Another positive side to the personnel change is that Thomas is a mental health advocate working in a high-exposure role. He previously talked about the “crippling anxiety”, panic attacks and debilitating work-based stress involved in appearing on television and is an advocate of emotional honesty. In January 2023, he spoke at a mental health awareness event at Norwich City. “Men are bad at opening up,” he told the audience at Carrow Road. “We see vulnerability in our society as a sign of weakness. We have to change the narrative. We have to tell men that opening up, being vulnerable, is not a sign of weakness. It’s actually a sign of strength.”

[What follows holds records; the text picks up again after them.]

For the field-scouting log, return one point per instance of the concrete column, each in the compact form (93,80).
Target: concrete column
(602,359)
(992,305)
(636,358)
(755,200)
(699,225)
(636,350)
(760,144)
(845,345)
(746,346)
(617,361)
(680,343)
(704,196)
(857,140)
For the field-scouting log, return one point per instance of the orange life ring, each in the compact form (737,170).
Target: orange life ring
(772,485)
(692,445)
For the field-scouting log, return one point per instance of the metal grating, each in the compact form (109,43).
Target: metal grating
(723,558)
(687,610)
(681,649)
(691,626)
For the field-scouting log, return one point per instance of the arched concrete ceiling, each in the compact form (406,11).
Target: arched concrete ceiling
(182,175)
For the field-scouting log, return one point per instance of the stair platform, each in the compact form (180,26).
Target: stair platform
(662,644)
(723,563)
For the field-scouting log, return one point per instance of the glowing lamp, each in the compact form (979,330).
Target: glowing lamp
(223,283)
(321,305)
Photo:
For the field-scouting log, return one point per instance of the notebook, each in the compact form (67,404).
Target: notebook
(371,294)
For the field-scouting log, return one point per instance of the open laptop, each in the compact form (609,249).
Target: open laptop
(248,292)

Hopefully, these are better times all round for Thomas. In July 2021, he married Derrina Jebb, a church minister’s daughter, and 15 months later she gave birth to Talitha. His baby daughter came through a premature birth and Thomas posted a touching message expressing his gratitude to Stoke Mandeville Hospital’s neonatal team and the NHS.
There’s no doubt Thomas will struggle to win round all the diehard Stelling fans, and he can expect some crass criticism on Twitter. But given his previous remark that “life’s too short to get too worried about social media”, he will probably take the online hecklers in his stride. I’m also sure that Stelling will turn up on another sports platform, along with sidekick Kamara, and be his usual brilliant self. Thomas, I expect, will put what he calls “his own stamp” on the pivotal Soccer Saturday role – but a few more captivating apostles in the pods will help spread the word a bit faster.